Passion. Creativity. Opportunity. These three things are what allowed a young artist to grow her childhood interest into one of her biggest passions in life today. 

Lexi Selof, freshman, is a drawing and charcoal artist. She has developed a passion for it because it has allowed for a creative nature to express itself. With a family of artists, Selof has also been given guidance and have used it to propel her work to its full potential.

“Art is a way for me to really express myself,” Selof said. “In my art, I like making it look realistic and really detailed like a photo. I really want it to resemble what it looks like and the beauty in it and what it looks like to me.”

Selof’s experience with art started a few years ago with inspiration from some of her family members. 

“My mom and grandmother are both artists, but I really started to get into art like three or four years ago as more than just a hobby,” Selof said. “It then became bigger to me because that was around the time my family moved. It became something that I did because I didn’t really know a lot of people, so it became kind of one of my outlets. I began taking lessons at Main Street in Lake Zurich four years ago.”

Selof shared her opinion of how her creativeness is part of the reasons why she is interested in art and the role that it plays in her life.

“I like art more than other activities I do because I am a generally creative person, so that is what I’m really good at and it just comes naturally to me more,” Selof said. “I find more joy in doing it and finishing it and being able to see what I have accomplished in a real complex cool way. When I started though, I never really thought that what I created was really good.”

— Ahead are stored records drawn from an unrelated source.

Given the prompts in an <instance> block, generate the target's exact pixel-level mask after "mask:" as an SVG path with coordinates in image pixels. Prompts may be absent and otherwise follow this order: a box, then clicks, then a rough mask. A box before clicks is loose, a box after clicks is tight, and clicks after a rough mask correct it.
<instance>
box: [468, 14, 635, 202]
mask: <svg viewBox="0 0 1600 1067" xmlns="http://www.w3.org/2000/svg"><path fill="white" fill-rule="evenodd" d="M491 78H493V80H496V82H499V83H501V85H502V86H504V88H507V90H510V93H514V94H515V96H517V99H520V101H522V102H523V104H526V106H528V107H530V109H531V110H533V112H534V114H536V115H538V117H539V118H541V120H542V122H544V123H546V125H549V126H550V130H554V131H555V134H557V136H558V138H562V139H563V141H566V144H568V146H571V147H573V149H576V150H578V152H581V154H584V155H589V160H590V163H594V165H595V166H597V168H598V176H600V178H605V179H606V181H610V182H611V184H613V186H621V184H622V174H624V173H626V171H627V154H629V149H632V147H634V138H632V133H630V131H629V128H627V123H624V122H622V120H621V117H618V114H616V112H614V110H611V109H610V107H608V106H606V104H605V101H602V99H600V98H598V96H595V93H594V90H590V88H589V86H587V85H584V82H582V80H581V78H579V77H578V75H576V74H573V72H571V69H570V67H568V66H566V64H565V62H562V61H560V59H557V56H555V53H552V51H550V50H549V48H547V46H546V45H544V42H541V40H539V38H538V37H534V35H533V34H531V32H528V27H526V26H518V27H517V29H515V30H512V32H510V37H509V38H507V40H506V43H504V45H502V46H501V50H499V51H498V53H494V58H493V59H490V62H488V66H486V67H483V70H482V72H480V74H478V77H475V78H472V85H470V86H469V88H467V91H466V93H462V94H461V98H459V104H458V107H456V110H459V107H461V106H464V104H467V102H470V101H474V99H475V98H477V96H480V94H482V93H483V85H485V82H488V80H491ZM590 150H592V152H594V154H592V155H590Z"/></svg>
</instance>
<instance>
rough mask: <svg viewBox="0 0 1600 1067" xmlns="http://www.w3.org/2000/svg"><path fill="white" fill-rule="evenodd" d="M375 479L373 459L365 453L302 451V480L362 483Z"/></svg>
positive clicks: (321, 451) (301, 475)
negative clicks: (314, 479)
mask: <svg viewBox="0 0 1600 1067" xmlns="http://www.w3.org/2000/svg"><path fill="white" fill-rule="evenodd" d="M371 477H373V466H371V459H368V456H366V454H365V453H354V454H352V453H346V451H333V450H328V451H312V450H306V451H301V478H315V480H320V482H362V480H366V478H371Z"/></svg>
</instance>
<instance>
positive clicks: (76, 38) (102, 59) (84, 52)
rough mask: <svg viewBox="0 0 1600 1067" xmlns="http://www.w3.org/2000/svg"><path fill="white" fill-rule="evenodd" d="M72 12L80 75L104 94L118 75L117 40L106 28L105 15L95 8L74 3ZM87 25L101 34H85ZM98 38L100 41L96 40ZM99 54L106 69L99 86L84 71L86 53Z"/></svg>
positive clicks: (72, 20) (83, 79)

Her friends, specifically Brianna Miller, freshman, however, think otherwise of Lexi’s art.

“Lexi thinks that her art is not that good, but to be honest, I think it is amazing. The amount of precision to detail that goes into each work is really wowing. One of the works that showed this was a collage for a tree frog that she made for her cousin after her dog passed away. It said, ‘I love you Kate’. Lexi’s work not only has an appearance that is good, but the meaning in which she makes it has a great meaning too,” Miller said.

In school Lexi has won awards for her art such as an IESA, an art award where a piece is picked out of forty students and is K-12 award for Illinois, and a honorable mention for an art collage, and also a number of smaller art awards.

“When I got the awards, I was really proud,” Selof said. “Because I felt like I was being validated in that and I proved that I could actually do something and it was not just good to me, but it was actually good to other people as well.”

According to Selof, her mom and grandmother have really helped her art and also given her lots of support.

“I really like Lexi’s work, but she knows that because her grandma and I are both artists that we both like to critique her work a lot to make it the best that it can be. We help her by pointing out the flaws which Lexi thinks can be a good and bad thing,” Julie Selof, Lexi’s mom, said.

In her life, her mom is one of the people that is her role model and is inspiring to her in many ways, according to Lexi.

“Even though I do think that it is a good and bad thing that my mom is really critical, she is my role model and really inspires me in what I do. She is always there for me and I am really thankful for that. Even though she works a lot and has a busy job, she always makes time to be there for my siblings and I,” Selof said.